I think I say this every time, but time is flying! My next couple of visits will be 2 weeks apart, and then I’m down to one visit per week. How on earth did I get this far along?? Every now and then, I’ll realize that in about 9 weeks or so (if all goes well), I’ll be holding a newborn again. I’m just slightly freaked out. At the same time, I’m really excited about newborn fluff! I can’t wait to share my newbie stash with you guys!
Lily moves more than Abby did, but her movements are smaller. So far. I feel her nearly all the time unless she’s asleep, and I’m so thankful for that. I still tend to forget that I’m pregnant at times, or at least that pregnancy does affect me. Feeling her move is a great reminder that, yes, I need sleep and rest. And water.

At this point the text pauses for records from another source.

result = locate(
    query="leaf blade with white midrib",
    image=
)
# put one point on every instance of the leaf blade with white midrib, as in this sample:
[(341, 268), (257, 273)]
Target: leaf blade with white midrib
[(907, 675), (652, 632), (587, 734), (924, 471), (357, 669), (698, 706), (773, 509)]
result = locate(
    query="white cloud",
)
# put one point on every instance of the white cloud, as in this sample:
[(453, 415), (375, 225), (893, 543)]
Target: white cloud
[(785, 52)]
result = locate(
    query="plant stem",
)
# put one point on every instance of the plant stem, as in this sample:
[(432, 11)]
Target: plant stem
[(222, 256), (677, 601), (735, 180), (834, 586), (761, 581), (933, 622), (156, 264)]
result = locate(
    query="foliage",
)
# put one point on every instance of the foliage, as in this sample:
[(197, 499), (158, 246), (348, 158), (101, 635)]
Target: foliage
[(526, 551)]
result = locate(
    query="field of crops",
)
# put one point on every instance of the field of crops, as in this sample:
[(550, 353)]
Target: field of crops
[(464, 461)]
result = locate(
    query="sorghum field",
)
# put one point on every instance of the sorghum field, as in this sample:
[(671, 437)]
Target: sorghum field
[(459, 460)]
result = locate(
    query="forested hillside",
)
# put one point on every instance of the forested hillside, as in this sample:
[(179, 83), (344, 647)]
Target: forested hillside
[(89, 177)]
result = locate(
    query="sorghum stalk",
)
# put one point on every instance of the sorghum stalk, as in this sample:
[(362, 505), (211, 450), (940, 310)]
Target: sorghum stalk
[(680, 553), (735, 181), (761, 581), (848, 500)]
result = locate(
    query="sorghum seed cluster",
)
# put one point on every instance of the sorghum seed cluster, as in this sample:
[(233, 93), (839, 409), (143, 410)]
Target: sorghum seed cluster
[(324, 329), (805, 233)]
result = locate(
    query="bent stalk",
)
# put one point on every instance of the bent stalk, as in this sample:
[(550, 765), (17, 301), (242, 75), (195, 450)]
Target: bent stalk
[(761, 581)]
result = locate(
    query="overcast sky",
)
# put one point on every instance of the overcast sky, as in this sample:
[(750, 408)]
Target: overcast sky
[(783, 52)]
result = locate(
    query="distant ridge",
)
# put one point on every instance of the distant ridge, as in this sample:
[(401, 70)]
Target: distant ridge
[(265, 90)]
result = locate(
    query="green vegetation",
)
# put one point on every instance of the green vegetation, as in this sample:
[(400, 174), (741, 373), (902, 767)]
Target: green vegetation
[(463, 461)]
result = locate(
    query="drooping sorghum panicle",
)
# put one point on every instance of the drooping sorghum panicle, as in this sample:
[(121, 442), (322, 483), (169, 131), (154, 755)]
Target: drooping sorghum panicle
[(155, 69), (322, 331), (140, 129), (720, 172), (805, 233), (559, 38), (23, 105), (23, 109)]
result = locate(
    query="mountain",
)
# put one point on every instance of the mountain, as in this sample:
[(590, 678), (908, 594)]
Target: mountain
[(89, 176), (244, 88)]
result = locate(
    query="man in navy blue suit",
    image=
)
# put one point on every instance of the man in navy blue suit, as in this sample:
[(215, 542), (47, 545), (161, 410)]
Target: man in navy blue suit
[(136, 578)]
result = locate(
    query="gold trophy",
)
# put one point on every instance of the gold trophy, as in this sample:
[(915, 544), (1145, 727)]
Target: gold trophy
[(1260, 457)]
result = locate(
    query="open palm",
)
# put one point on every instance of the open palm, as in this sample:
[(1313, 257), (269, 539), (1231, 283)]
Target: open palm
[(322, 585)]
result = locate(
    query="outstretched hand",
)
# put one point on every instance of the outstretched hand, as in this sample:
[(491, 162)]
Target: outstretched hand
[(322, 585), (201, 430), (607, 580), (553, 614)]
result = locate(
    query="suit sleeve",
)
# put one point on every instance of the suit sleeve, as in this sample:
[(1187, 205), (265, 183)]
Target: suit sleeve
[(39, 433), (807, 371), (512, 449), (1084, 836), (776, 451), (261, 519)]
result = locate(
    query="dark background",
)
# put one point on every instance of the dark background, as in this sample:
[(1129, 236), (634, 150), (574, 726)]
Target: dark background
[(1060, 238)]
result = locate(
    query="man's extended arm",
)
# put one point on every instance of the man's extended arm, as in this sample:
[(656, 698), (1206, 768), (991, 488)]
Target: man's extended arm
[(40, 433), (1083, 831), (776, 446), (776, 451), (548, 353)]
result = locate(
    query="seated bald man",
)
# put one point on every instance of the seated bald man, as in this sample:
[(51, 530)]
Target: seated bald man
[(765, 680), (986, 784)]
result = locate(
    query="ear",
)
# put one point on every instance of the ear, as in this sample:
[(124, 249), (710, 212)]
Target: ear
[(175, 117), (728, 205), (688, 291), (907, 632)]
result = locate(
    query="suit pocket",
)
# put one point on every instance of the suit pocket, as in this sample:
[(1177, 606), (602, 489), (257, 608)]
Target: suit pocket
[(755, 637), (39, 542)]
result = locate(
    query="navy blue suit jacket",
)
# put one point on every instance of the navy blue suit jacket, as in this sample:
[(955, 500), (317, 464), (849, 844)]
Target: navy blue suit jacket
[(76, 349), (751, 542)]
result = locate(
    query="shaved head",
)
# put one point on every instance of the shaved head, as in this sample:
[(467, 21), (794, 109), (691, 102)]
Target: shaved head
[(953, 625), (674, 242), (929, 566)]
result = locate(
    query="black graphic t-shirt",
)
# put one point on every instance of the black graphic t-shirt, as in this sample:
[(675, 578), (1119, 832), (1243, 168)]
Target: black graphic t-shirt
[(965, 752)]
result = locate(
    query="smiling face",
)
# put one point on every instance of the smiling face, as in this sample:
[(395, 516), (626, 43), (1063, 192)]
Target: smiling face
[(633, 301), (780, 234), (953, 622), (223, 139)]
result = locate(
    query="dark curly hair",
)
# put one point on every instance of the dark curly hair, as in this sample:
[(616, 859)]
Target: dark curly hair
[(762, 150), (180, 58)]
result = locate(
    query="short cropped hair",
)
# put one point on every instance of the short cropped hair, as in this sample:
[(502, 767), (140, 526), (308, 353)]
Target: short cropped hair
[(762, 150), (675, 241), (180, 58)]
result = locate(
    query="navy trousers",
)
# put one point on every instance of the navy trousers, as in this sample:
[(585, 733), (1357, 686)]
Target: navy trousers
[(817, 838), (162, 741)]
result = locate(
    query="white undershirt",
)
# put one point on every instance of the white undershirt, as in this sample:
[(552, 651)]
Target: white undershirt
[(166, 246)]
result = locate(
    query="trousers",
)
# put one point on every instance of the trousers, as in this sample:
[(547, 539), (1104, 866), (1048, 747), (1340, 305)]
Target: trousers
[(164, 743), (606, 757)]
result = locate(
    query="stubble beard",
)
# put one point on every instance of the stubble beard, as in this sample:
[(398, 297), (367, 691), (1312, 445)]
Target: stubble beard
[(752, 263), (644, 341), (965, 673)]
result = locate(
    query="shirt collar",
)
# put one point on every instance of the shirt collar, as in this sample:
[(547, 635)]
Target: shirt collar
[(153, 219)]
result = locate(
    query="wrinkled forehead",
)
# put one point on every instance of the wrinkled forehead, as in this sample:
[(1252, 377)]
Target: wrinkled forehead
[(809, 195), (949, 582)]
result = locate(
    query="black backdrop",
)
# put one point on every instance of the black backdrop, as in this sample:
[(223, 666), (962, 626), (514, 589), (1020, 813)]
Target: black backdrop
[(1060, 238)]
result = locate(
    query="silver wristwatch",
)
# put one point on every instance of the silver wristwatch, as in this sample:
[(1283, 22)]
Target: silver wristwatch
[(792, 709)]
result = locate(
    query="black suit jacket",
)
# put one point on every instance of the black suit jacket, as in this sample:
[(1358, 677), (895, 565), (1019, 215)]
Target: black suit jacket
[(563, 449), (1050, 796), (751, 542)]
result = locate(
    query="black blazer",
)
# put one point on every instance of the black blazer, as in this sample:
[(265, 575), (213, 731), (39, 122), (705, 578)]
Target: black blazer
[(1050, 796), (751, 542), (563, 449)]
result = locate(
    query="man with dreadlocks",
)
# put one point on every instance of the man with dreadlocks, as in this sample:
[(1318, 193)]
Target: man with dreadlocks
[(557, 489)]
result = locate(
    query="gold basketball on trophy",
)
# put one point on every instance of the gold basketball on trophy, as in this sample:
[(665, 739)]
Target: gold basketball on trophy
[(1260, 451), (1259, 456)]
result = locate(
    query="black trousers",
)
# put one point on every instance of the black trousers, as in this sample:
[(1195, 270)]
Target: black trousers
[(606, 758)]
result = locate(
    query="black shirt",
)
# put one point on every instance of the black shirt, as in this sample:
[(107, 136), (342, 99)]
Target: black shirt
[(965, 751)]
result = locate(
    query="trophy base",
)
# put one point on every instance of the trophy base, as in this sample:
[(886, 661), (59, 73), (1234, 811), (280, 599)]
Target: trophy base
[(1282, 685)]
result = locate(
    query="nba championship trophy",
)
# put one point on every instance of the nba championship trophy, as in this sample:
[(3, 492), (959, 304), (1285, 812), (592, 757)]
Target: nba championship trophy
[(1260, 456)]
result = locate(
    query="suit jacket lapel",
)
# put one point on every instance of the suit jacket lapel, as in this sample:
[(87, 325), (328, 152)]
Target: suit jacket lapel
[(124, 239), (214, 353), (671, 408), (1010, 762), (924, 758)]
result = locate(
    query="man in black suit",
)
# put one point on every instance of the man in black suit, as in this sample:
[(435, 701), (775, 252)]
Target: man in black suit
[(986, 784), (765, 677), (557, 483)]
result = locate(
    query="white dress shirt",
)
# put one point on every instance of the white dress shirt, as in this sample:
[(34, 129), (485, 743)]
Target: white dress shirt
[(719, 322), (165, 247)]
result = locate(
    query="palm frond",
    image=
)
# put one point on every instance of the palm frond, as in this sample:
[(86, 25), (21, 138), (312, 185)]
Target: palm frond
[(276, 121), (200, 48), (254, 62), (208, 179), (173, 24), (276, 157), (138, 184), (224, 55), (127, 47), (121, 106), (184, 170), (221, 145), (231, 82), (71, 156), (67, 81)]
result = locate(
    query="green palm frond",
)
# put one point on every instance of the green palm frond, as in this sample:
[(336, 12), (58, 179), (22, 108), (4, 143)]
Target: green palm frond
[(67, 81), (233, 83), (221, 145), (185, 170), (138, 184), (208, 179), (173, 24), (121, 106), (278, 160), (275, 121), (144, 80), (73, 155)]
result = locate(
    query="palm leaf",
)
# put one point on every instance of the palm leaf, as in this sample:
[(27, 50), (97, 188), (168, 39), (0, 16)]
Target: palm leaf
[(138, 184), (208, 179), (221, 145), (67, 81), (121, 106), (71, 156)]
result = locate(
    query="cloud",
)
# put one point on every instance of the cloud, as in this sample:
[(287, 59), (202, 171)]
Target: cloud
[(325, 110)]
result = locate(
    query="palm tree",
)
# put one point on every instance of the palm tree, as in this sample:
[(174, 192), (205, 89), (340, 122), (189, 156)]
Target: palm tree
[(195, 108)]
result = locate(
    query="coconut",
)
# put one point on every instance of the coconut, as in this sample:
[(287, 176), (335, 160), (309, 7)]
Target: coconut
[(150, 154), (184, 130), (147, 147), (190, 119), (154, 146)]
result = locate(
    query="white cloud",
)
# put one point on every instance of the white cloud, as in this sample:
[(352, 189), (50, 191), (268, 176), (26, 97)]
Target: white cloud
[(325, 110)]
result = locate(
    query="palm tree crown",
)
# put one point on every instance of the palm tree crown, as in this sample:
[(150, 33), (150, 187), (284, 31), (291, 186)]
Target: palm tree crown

Sleeping is getting harder to do. Abby still gets in bed with us at night, which makes sleeping on my side, um, fun. My legs tend to cramp a little when I sleep completely on my side, so we’re trying to get Abby to sleep more in her bed than in ours. Of course, that’s easier said than done.
I have officially gained about 21 pounds so far. I’m still doing well compared to last time, but I have eaten more sweets the past 3 weeks. I’m planning on backing off of sugar and drinking more water. Oh, and not eating so many “snacks” during the day. I’m all for healthy snacks, but brownies are a far cry from that.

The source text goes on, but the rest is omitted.